In Seattle, a licensed preschool called the Intergenerational Learning Center operates at The Mount, a vibrant aged care facility.
Five days a week, 400 senior residents (many with dementia and Alzheimer's) welcome up to 125 children aged 5 and under. The groups enjoy activities, including music, dancing, art, and shared lunch. The bonds they've forged are creating a positive impact both ways.
Closer to home, ABC’s Old People’s Home for 4 Year Olds brought generations together with similarly impressive results.
In South America, young Brazilians are learning to speak English online by speaking with older adults in Chicago. The initiative by FCB Brazil for CNA Language Schools connects youth with retirees. And it’s been an enriching experience for all.

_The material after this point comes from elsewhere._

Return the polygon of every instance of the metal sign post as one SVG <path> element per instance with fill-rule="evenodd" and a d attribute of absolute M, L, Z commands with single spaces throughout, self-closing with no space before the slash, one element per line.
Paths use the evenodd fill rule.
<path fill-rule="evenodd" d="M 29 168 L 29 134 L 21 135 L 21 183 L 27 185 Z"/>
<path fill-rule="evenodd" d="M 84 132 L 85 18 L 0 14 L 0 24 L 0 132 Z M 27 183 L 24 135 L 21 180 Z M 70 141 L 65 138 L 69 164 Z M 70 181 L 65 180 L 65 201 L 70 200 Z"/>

‘The idea is simple. And it's a win-win proposition for both the students and the American senior citizens,’ says Joanna Monteiro, executive creative director at FCB Brazil.
‘It's exciting to see their reactions and contentment.’

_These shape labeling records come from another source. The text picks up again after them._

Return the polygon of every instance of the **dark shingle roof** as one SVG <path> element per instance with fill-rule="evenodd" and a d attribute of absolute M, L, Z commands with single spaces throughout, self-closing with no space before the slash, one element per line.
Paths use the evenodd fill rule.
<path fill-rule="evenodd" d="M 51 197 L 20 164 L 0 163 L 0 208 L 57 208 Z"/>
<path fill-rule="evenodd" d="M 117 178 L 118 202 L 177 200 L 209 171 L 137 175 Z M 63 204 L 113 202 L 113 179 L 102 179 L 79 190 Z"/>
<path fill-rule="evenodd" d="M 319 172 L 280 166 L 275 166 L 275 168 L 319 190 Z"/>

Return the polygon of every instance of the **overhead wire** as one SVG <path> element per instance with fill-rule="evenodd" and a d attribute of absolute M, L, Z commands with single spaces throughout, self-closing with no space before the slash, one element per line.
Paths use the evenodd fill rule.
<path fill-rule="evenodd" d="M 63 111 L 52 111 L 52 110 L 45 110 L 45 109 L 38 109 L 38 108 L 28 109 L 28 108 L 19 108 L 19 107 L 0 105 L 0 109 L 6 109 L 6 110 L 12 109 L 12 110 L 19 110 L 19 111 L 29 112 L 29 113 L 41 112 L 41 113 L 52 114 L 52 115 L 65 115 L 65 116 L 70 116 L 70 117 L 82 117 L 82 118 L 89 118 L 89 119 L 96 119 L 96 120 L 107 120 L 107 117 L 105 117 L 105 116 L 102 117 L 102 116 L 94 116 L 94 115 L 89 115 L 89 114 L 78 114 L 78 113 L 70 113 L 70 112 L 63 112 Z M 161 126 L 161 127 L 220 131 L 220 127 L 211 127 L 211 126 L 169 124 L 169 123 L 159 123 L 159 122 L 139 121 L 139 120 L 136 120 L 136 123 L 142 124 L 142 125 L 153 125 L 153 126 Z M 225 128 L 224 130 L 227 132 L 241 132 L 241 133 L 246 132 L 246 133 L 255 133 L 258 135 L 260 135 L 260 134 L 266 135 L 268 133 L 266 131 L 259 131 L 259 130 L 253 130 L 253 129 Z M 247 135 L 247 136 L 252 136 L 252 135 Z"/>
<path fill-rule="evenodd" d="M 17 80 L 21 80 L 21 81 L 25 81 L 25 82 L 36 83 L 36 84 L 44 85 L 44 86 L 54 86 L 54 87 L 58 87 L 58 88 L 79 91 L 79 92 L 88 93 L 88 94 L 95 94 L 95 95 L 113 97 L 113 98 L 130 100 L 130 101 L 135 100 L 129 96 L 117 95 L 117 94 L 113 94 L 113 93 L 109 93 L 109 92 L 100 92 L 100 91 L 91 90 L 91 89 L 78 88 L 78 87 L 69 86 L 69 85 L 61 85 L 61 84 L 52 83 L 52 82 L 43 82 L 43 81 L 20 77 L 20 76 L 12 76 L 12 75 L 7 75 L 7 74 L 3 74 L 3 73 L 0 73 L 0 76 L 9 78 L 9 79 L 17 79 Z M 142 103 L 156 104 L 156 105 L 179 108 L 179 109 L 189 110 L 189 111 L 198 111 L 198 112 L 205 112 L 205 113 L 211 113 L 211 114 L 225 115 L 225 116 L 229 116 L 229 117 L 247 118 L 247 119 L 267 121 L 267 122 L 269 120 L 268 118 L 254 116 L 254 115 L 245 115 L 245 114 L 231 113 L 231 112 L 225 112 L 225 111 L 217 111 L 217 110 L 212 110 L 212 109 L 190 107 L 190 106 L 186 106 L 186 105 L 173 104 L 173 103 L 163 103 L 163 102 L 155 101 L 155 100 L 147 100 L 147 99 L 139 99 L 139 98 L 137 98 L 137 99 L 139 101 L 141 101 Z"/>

The adults have reduced their feelings of loneliness, and the students are improving their English with people who’ve become honorary grandparents. It's a heart-warming initiative that shows you don't even have to be in the same country to create a feeling of community.
In Holland, university students are living rent-free by keeping aged care residents company. They do activities together, including watching sports and celebrating birthdays. The program has reduced feelings of isolation and disconnectedness.

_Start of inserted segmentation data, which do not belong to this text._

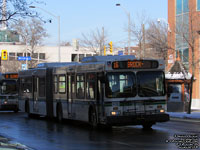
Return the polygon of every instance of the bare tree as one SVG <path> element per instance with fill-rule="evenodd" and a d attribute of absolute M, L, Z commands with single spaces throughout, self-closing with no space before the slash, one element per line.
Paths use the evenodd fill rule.
<path fill-rule="evenodd" d="M 186 17 L 186 16 L 185 16 Z M 196 8 L 190 7 L 188 12 L 188 22 L 182 21 L 176 27 L 176 34 L 182 38 L 182 42 L 186 43 L 189 48 L 189 69 L 192 73 L 191 85 L 190 85 L 190 100 L 188 106 L 188 113 L 191 113 L 193 82 L 196 75 L 196 71 L 199 69 L 199 56 L 198 56 L 198 44 L 199 44 L 199 31 L 200 31 L 200 15 L 196 11 Z"/>
<path fill-rule="evenodd" d="M 148 17 L 145 13 L 137 15 L 138 23 L 131 21 L 131 39 L 138 43 L 139 52 L 136 54 L 137 57 L 142 58 L 145 50 L 145 24 L 147 23 Z M 128 32 L 128 29 L 125 29 Z"/>
<path fill-rule="evenodd" d="M 13 28 L 18 32 L 25 45 L 24 52 L 34 59 L 35 53 L 39 51 L 38 46 L 41 46 L 43 39 L 48 36 L 43 22 L 34 18 L 27 21 L 19 20 L 13 25 Z M 34 67 L 36 63 L 37 61 L 31 60 L 29 67 Z"/>
<path fill-rule="evenodd" d="M 148 29 L 146 30 L 146 42 L 151 50 L 151 56 L 157 55 L 159 58 L 164 59 L 167 63 L 168 60 L 168 26 L 166 23 L 150 20 L 148 22 Z"/>
<path fill-rule="evenodd" d="M 80 45 L 89 48 L 94 53 L 100 55 L 103 50 L 103 46 L 107 43 L 107 34 L 104 32 L 104 28 L 91 30 L 89 33 L 82 33 L 80 38 Z"/>
<path fill-rule="evenodd" d="M 18 20 L 24 17 L 38 16 L 33 9 L 29 8 L 30 5 L 35 3 L 42 2 L 39 0 L 0 0 L 0 16 L 2 16 L 0 23 L 7 22 L 8 20 Z"/>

While communal living has the potential for conflict, these examples show us that with kindness and togetherness, human connection thrives, and age is irrelevant. It gives hope that building strong, connected communities will continue into the future.
We don’t know how communal living will look in 2250. But we already have a strong community spirit and a holistic approach to wellbeing in our villages across Australia.
With a focus on connectedness and community, we already have all the hallmarks of successful communal living. And that will continue well into the future.